I have long believed that many patients managing long term conditions are a potential source of leadership alongside clinical and managerial leaders, and that it is rarely acknowledged as such or effectively utilised.
Having completed a Fellowship of CLAHRC North West London where I worked and learned alongside clinicians and other health care professionals, I was very interested to develop my leadership skills further. However I was frustrated to see the programmes advertised by the Leadership Academy were not open to people like myself who may not be in the official hierarchy but who are working tirelessly to improve quality in the NHS. I expressed strong views on this via Twitter as is my wont and found it led to my being offered a place on the Mary Seacole Programme – a challenge I gladly took up.
I worked alongside a range of healthcare professionals many of whom were at the front line of service provision. It was challenging and yet such a source of valuable learning.
Above all it helped me get over my own resistance to defining myself a leader. Within the NHS, one’s place in the structure is an indication of validity or otherwise. I advise numerous organisations, but I am not on their staff. I am often the only person round the table not being paid to be there. It caused me to question my right to my seat at the table.
I had to look at inner conflict between the part of me that identifies as a “leader” and what I describe as the “patient box” into which it is all too easy to retreat. It almost felt safer to remain in the parent/child relationship which characterised my early experiences within the healthcare system. The course material on human and social aspects including handling conflict, power etc provided me with a solid context on which to reflect on this and challenge my own perceptions.

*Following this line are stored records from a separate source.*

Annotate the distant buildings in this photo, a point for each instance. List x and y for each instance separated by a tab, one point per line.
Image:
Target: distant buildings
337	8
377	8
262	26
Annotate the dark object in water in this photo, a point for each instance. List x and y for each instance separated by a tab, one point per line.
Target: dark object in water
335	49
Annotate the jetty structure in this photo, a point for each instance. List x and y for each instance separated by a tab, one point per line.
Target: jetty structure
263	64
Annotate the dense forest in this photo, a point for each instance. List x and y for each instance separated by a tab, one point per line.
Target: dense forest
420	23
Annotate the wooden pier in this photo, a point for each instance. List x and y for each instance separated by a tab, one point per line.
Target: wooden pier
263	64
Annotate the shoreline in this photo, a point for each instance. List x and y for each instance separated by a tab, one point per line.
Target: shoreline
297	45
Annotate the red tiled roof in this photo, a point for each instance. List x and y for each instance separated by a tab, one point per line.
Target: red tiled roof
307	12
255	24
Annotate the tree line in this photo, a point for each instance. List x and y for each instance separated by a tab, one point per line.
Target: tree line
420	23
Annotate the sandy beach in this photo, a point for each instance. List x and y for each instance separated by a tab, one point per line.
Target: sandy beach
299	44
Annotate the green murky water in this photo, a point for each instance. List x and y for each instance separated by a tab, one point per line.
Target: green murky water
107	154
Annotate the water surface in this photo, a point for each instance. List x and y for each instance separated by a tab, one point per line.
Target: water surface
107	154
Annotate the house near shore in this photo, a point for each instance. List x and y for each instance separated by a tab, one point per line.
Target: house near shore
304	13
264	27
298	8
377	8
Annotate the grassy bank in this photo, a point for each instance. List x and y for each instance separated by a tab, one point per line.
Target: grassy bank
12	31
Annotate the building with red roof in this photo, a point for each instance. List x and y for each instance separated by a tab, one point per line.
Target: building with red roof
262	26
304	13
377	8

I believe passionately in bringing together patients and professionals in equal partnership, disrupting hierarchies and blurring boundaries. The emotional impact of this level of change on pressurised health care professionals as well as on patients who have carved a niche in traditional patient and public engagement can bring into play defence mechanisms.
When we feel safe enough to emerge from our boxes labelled “patient” or “professional,” and risk venturing into the territory where boundaries are blurred, and both sides are prepared to walk in the shoes of the other, then we have the potential to create something genuinely transformational. I was out of my own comfort zone for much of the course but had to accept that this is precisely where I expect professionals to go. It is right that I should model this myself.
As to what happens next, completing the programme gave me courage after 15 years of Benefit dependency to start working for myself. I intend to use my reflections on going through the programme to assist health and social care organisations to work with patients/service users as leaders, not just of our own “care” but of change within the system itself.
I am now working with Mark Doughty of the NHS Leadership Academy’s Faculty and Director of the Centre for Patient Leadership on a piece of work that is very much in line with the thinking I developed during my time at the Leadership Academy. In our interactive workshops we share our experiences of engaging with the system, how we were defined and then defined ourselves as a result. We examine what helped us regain control and make the transition from passive patient to emerging as leaders of change within the wider system. We support the health care professionals in the audience to engage in a similar process and in doing so we engage in a different quality of conversation, a dialogue amongst equals. This is about health care professionals and patients collaborating in partnership seeking to find a new way forward together.
Patient leaders not in the hierarchy often have more freedom to look outwards rather than upwards. This makes us potentially powerful allies for professionals who are struggling to challenge the status quo. This is not about professionals having to relinquish power but about creating more so there is more to go round.
Breaking down the walls of the defensive bunkers into which we all retreat in chaotic times takes courage on all sides. I believe my participation in this programme as the first Patient Leader has enabled me to go through a process of breaking down some of those walls – both internally and in the system itself.
I intend to go forward armed with what I have learned to enable others to do the same. This is leadership.